These are trying times for fans of live music, but if you’re jonesing for a jolt of jazz, you might find sweet relief from a couple of documentaries — one just out, about vocalist Ella Fitzgerald, and another released last year on trumpeter/composer Miles Davis.
“Ella Fitzgerald: Just One of Those Things,” streaming at Virtual SIFF Cinema and the Grand Cinema Tacoma, tells the story of the jazz singer many regard as the greatest of all time.

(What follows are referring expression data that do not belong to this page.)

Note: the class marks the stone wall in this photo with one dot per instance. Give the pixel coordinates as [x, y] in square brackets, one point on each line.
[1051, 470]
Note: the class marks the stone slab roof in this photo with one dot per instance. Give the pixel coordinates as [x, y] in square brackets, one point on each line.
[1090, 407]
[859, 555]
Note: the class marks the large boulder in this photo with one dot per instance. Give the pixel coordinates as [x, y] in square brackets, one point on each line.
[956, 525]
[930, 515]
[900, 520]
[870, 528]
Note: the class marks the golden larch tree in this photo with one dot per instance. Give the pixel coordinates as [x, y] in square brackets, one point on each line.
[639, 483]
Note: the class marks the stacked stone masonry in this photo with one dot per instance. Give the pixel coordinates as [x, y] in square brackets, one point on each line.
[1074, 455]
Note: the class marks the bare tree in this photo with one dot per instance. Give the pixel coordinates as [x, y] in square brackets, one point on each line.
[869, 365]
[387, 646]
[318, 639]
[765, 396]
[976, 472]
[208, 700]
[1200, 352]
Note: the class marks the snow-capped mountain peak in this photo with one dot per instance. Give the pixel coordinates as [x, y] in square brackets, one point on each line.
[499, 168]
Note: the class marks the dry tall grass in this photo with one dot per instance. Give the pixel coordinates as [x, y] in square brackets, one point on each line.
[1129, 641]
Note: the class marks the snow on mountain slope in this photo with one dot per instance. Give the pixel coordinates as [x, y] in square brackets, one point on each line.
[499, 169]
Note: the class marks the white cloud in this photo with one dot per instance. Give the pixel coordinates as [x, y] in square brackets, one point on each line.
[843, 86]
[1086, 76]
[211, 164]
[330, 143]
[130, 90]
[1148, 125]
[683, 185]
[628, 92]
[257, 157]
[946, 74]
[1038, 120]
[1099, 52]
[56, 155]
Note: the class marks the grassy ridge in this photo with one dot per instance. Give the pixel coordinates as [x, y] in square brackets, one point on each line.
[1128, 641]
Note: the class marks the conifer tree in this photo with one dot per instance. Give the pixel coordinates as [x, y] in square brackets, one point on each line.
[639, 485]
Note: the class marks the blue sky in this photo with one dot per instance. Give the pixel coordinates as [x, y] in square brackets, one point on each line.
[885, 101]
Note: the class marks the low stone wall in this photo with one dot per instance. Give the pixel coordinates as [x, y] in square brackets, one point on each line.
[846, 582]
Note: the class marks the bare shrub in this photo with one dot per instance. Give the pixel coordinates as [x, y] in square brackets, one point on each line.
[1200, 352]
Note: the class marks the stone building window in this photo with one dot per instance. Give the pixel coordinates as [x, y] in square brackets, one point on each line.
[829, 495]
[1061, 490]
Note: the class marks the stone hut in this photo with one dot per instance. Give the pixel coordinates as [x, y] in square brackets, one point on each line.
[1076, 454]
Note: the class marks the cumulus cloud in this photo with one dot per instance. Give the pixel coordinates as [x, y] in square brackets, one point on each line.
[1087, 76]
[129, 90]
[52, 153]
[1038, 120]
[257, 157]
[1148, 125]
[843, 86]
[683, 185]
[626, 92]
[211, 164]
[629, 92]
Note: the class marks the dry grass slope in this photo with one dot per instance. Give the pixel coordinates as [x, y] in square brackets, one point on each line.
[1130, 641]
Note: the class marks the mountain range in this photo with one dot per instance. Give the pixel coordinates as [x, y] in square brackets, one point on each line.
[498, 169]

The film foregrounds racial and gender issues more pointedly than the 1999 American Masters documentary, “Something To Live For,” and also stresses views from women and African Americans, such as fizzy swing dancer Norma Miller and cultural critic Margo Jefferson. Indeed, when the subject of Fitzgerald’s failure to fit the glam singer stereotype comes up, the sexist reaction of her diminutive first employer, Chick Webb, is not only quoted — “I don’t want that ugly thing” — but also tartly rebuked by Jefferson: “You would think that a man with a tubercular spine might not be so careless with his put-downs of Ella’s looks.” On the racial front, the film highlights how Marilyn Monroe used her celebrity to get Fitzgerald booked into West Hollywood’s Black-allergic Mocambo.
Fitzgerald had a troubled youth. She never knew her father, lost her mother when she was 15, may have been abused by her stepfather and, by 1933, was incarcerated in a reformatory. Fleeing, Fitzgerald lived by her wits on the streets of Harlem before winning an amateur contest at the Apollo Theatre in 1934, which propelled her to fame with Webb.

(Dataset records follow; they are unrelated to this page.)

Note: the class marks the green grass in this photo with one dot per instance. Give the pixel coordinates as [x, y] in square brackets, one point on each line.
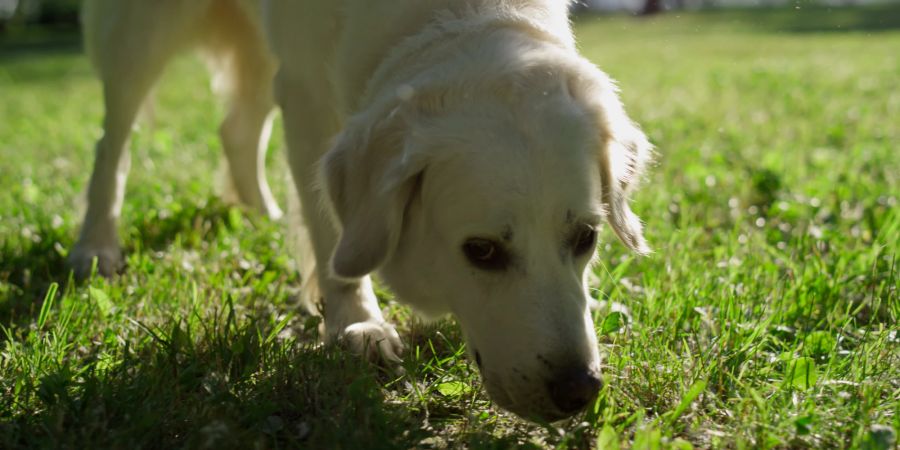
[766, 318]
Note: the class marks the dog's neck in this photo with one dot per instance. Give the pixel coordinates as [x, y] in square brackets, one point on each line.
[444, 38]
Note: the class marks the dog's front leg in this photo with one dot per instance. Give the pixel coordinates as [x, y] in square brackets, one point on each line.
[350, 308]
[99, 237]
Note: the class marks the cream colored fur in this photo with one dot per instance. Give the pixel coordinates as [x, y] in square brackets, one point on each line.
[412, 127]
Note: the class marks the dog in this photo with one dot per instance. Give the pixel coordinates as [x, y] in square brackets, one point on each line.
[462, 149]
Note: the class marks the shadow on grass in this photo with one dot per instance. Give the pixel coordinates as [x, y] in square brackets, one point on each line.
[28, 266]
[230, 390]
[37, 41]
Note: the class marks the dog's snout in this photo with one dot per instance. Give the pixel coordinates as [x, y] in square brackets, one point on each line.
[572, 389]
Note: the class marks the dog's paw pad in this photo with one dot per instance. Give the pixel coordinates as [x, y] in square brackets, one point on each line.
[108, 261]
[377, 341]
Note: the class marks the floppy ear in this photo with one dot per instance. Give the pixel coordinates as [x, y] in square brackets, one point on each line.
[623, 151]
[369, 179]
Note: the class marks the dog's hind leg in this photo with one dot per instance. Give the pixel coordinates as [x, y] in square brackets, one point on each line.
[129, 43]
[244, 70]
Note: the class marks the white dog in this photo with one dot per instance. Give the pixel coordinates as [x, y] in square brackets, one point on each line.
[476, 155]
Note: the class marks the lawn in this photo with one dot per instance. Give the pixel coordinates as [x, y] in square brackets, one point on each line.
[766, 318]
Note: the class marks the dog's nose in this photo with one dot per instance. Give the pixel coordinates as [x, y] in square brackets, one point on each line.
[573, 389]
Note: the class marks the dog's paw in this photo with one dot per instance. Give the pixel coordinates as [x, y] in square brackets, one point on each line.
[376, 341]
[81, 260]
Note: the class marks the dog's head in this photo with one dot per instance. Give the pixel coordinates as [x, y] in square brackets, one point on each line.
[483, 199]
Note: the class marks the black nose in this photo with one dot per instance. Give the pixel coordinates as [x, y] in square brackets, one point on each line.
[572, 389]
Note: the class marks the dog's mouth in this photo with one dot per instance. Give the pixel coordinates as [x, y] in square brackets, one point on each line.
[521, 396]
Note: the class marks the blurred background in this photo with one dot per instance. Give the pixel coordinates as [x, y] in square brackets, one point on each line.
[18, 13]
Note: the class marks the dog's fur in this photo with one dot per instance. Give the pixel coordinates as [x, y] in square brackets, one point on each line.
[460, 124]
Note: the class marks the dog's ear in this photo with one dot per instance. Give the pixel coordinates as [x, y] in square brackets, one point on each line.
[623, 151]
[369, 177]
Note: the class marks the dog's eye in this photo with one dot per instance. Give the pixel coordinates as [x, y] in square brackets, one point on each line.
[485, 254]
[584, 241]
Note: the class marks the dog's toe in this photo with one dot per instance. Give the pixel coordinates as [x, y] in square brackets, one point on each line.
[377, 341]
[108, 261]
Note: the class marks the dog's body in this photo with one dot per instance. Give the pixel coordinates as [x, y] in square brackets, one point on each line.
[476, 154]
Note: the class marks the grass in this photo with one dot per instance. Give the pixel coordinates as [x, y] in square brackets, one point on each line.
[767, 317]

Fitzgerald’s scat singing rivaled the improvisations of instrumentalists. One of the film’s highlights is jazz vocal specialist Will Friedwald cataloging with apparent astonishment and glee the dozens of tunes Fitzgerald quoted in just one song, during a heralded Berlin performance. Another is a nightclub clip with bassist Ray Brown, whose brief marriage to Fitzgerald is duly documented, though there is no mention of Fitzgerald’s other two, even briefer, marriage misfires.
Fitzgerald was notoriously tight-lipped about her personal life, but the aptly titled “Just One of Those Things” (about a doomed relationship), makes it clear she was often lonely and unhappy, despite the relentless sunniness of her music, which reinforces the cliché, apparently true, that she was happiest on stage. The film features fewer live performances (and more pans over still photos) than one might wish for, but “Just One of Those Things” is nevertheless a worthwhile addition to the literature about an inexhaustible subject.

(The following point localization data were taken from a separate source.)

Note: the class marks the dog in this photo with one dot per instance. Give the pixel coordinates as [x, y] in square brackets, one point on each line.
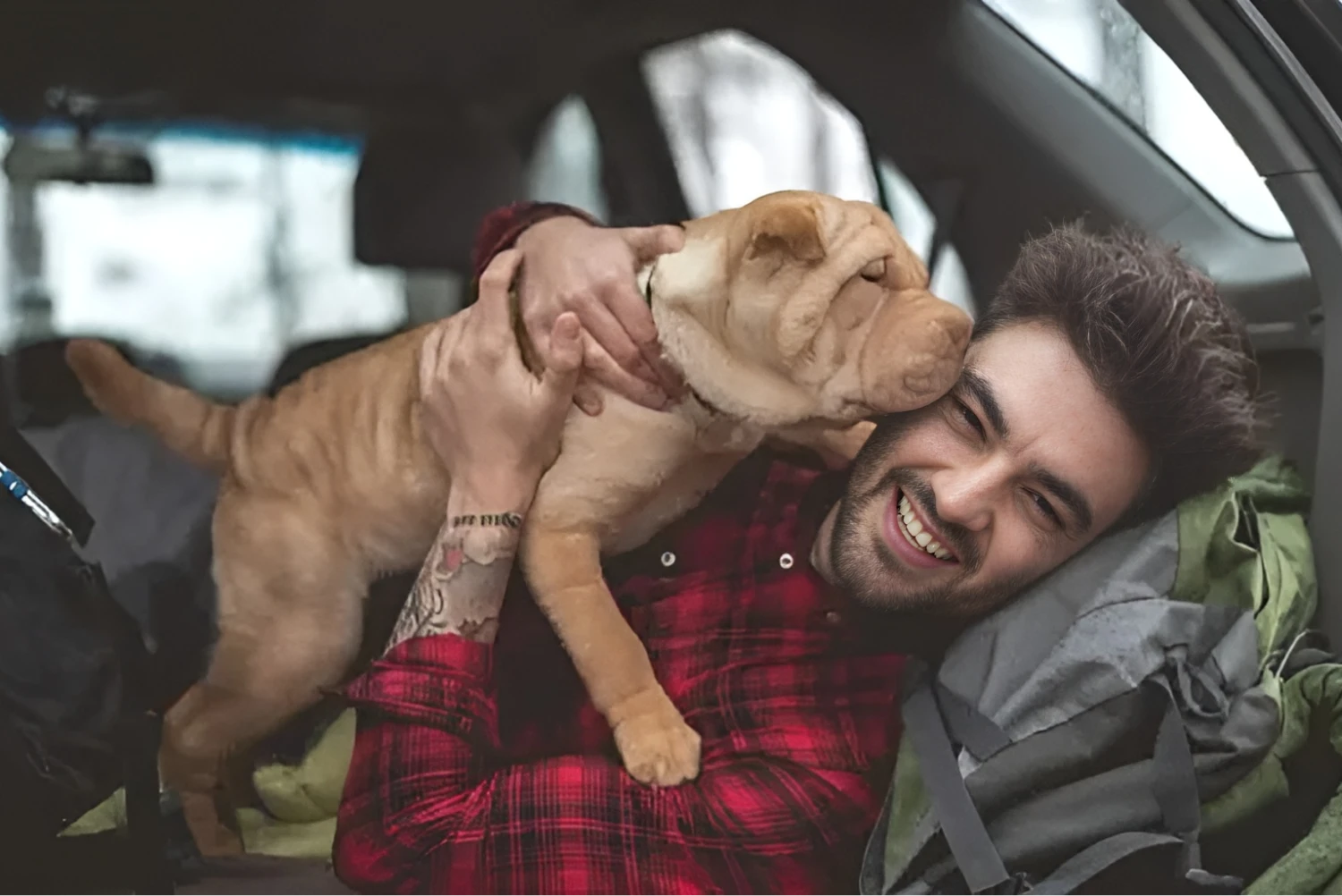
[796, 317]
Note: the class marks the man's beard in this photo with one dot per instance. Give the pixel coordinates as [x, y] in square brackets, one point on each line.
[862, 561]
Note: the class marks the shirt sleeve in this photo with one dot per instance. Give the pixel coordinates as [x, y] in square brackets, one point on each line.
[429, 799]
[501, 228]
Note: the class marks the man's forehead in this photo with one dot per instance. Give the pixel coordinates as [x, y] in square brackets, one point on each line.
[1033, 392]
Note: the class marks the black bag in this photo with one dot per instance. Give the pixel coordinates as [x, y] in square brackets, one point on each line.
[78, 697]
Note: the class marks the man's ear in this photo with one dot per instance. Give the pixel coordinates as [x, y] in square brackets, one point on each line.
[788, 228]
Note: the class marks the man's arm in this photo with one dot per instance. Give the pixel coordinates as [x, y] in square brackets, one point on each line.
[461, 587]
[573, 265]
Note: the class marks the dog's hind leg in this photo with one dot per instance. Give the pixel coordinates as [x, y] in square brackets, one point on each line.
[289, 628]
[564, 571]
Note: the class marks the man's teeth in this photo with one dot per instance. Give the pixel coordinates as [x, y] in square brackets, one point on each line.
[913, 530]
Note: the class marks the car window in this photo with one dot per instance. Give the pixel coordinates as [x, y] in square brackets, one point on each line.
[565, 164]
[1100, 45]
[241, 249]
[743, 120]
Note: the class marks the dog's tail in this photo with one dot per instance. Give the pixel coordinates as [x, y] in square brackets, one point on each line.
[190, 424]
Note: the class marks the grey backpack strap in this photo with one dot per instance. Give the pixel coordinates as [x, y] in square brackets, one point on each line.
[1097, 858]
[973, 850]
[1173, 785]
[1175, 778]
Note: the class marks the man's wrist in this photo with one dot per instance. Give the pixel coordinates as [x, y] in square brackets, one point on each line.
[507, 491]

Though some aficionados dissed the American Masters feature “Miles Davis: Birth of the Cool” (streaming on Netflix) for using narration from Quincy Troupe’s error-ridden, as-told-to tome, “Miles Davis: The Autobiography” (voiced by actor Carl Lumbly in a convincing approximation of Davis’ famous rasp), Troupe’s work is sparingly sampled and Davis’ observations are a welcome component in this excellent introduction to a musician whose remarkable succession of creative “periods” have been justifiably compared to Picasso’s.
Davis launched “cool jazz” in the late 1940s; redefined modern jazz in the ’50s with saxophonist John Coltrane, creating among other classics, “Kind of Blue”; collaborated with the great arranger Gil Evans on a run that included the timeless “Sketches of Spain”; expanded the jazz vocabulary with his mid-’60s quintet with pianist Herbie Hancock; and, finally, crystallized jazz-rock fusion in the late ’60s and early ’70s with his widely popular album “Bitches Brew.”
Returning again and again to a motif of Davis shadowboxing in a gym, the film captures Davis’ moody obsession with his muse, determined to get the music right with every punch. Along the way, it illuminates his work with commentary by knowledgeable observers such as jazz historian Ashley Kahn, music critic Greg Tate and writer Farah Jasmine Griffin, as well as fellow musicians, such as Hancock and Carlos Santana, whose ideas are skillfully illustrated by Davis’ music.
The film does not whitewash the dark side of Davis, who abused drugs, neglected his children and beat his wife, Frances Taylor. Yet Davis also demanded boldly, for the time, that Columbia Records put Taylor on the cover of “Someday My Prince Will Come.”
Perhaps the most timely and resonant incident recounts the night Davis was clubbed by a policeman outside the Manhattan club where his name was on the marquee. Were he alive today, Davis’ penetrating music and raspy voice would no doubt be on the front lines, as they always were.